While we’re very happy that Firefox Affiliates has launched, it doesn’t stop there. We will continue to add more buttons, locales and features to the program. To do that, we need your help. If you’re interested in becoming a part of the Firefox Affiliates team, contact us at or come hang out with us in #affiliates in irc.

I’d like to personally thank the kick-ass Affiliates build and launch team for getting this project up and running: Chris More, Mike Kelly, Corey Shields, Stas Malolepszy, Milos Dinic, Fred Wenzel, Matthew Brandt, Stephen Donner, Rebecca Billings, Paul Booker, Yvan Boily, Jason Thomas, Tobias Markus, Dave Dash, Alex Mayes, Ty Flanagan, Matej Novak, Laura Forrest and our amazing localizers. ^5s to all.
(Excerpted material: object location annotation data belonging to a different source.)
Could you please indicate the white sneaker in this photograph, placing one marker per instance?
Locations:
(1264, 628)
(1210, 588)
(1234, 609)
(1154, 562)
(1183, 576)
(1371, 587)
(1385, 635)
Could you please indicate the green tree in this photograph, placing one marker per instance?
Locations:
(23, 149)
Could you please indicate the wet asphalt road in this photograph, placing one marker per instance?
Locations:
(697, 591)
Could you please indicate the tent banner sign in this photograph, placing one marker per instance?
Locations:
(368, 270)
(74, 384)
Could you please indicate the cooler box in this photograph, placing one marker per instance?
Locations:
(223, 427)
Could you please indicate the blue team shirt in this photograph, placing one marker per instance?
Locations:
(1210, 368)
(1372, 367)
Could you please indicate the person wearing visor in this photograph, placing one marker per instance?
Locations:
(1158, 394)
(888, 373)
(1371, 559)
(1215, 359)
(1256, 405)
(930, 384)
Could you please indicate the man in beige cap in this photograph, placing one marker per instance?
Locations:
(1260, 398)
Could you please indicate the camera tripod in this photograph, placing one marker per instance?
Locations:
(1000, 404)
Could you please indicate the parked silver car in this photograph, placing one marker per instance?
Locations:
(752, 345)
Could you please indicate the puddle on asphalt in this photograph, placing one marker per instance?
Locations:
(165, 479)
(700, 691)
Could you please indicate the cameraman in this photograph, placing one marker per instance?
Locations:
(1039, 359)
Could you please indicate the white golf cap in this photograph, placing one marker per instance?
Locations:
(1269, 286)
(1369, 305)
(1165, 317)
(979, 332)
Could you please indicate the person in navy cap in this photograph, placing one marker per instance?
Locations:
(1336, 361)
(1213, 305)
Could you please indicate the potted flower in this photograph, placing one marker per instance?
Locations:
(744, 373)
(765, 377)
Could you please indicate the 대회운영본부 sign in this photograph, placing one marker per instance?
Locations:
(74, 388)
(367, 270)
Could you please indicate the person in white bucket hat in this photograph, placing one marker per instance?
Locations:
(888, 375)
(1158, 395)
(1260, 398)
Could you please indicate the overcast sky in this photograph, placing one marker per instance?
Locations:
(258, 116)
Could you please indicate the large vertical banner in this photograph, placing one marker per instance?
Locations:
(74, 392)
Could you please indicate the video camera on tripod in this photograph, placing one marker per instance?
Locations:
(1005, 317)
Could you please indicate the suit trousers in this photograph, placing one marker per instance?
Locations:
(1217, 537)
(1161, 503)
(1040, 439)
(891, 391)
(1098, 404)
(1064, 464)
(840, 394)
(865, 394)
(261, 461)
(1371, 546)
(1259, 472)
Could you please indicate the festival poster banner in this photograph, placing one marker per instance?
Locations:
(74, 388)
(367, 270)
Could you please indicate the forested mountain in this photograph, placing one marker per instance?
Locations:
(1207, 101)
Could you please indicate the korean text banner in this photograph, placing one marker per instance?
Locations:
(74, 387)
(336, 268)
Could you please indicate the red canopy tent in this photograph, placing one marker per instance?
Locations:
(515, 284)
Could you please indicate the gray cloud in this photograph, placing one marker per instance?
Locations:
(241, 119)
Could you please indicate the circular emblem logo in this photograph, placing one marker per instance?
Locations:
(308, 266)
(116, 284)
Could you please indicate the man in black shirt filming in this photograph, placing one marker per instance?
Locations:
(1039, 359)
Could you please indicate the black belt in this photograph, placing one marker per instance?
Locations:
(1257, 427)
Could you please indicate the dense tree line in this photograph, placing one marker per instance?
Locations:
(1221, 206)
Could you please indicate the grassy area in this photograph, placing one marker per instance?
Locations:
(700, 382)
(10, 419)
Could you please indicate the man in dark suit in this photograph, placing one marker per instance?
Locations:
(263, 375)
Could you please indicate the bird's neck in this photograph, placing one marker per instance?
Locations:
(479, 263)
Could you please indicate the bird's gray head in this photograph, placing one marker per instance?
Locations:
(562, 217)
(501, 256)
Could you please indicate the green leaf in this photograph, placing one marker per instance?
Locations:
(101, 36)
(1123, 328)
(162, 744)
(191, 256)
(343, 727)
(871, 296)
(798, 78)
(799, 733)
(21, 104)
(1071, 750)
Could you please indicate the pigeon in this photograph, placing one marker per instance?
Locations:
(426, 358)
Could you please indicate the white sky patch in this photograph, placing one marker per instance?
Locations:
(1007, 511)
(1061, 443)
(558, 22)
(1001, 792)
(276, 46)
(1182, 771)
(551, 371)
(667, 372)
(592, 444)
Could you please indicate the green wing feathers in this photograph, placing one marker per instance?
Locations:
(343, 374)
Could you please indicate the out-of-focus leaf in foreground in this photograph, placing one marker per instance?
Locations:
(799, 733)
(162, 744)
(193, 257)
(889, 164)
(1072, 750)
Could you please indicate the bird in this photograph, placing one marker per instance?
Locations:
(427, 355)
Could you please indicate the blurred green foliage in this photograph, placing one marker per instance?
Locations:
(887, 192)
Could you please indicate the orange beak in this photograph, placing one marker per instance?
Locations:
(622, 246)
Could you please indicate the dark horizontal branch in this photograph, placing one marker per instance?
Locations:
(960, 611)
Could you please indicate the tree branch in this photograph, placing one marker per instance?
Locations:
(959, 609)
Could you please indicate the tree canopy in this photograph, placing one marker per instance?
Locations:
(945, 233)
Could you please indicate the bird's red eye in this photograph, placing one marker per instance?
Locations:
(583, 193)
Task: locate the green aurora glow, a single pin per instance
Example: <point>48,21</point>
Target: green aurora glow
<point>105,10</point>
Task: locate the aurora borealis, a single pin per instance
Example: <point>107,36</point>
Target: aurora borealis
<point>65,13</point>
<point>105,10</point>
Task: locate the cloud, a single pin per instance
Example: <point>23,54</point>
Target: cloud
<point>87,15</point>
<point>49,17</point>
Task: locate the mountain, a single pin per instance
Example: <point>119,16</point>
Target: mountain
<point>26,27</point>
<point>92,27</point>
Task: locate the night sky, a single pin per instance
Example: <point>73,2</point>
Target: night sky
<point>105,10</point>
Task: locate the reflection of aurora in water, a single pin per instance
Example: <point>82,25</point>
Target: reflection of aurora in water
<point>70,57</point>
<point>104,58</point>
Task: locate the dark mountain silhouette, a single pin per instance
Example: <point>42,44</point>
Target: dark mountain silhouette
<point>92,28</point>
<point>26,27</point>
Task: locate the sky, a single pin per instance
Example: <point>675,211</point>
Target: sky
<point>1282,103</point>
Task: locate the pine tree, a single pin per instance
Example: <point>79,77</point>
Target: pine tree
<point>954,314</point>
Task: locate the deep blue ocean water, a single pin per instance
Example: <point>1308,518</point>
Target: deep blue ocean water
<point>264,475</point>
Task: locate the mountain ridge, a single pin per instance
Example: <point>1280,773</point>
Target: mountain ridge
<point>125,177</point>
PS. Please sign up to be a Firefox Affiliate today. Host a button on your blog or website and please, please tell your friends. Also, if you’d like to help spread the word about the program please feel free to tweet about it!

Sample Tweet:
Become a Firefox Affiliate and get everything you need to share Firefox with the world!

Let’s chat about Firefox Affiliates

3 08 2011

We’re zipping along with development of the new Firefox Affiliates program. In preparation for launching the new program this quarter and to help us plan features of v2, we’ll be holding irc chats next week.

To accommodate interested Mozillians all over the world, we’ll be holding two chat sessions in #affiliates.

The first will be next Tuesday, August 9 at 9 a.m. Eastern Time (2 p.m. GMT, 6 a.m. PT). Then we’ll do it all again next Wednesday, August 10 at 6 p.m. Eastern Time (11 p.m. GMT, 3 p.m. PT).

If you can’t make the chat sessions, please feel free to drop in your ideas at or contact me directly.

Looking forward to chatting with you!

Looking back on Mozilla Parks

8 07 2011

As David pointed out in his blog post about our parks program, we created some fundraising campaigns in 2010 and 2011 to help illustrate the need to protect the digital spaces we enjoy as well as the physical marvels of nature around the world. Inspired by the program created by Mozilla Japan for Firefox 3.5, Shiretoko, we realized we had a way to explain our mission in a way that a broader audience could understand.

We started in 2010 by partnering with the Madagascar Fauna Group, whose mission was to protect lemur habitats by discouraging deforestation and encouraging education on the island nation of Madagascar. We chose this group because Firefox 3.6 was code named Namoroka for a park in the north of Madagascar. The Mozilla community came together and raised almost $12,000.

The next parks project was for Thunderbird 3.0, which had been codenamed Lanikai after one of the world’s most beautiful beaches in Hawaii. For this campaign we partnered with Kupu, a local not-for-profit that meshes conservation of engandered sea birds with providing educational and career opportunities for at-risk youth. Again, the Mozilla community came through, raising more than $7,000 to help them use digital tecnology to support their mission.

Our last parks campaign in 2011 was with World Wildlife Fund. Firefox 4 was code named Tumucumaque for the world’s largest rainforest park in the north of Brazil. The park is bigger than belgium and the biodiversity of its ecosystem is like nowhere else on earth. This campaign was focused on raising funds to help the WWF protect this park in Brazil, protecing speices like the Jaguar. The Mozilla community raised over $13,000. We really do rock.  In addition to the fundraising campaign, Mozilla Japan created the Virtual Park demo, demonstrating the how we all create a diverse digital ecosystem with cool jungle graphics.

In all the campaigns we were able to use our considerable reach to help different not-for-profits around the world. Donations came in primarily from the US and Canada (the campaigns weren’t localized sadly), but people all over the world contributed to help these causes.

We also got some amazing feedback from our users on the program. Many people contacted us to thank us for doing good, happy to see Mozilla getting involved in conservation efforts. Even a gradeschool teacher in the United States used our lemur campaign to teach her students about Madagasar and the animals that live there.

As the program has been closed for now, you can check out an archive of all the old campaign pages here. A huge thank you to everyone who participated and donated.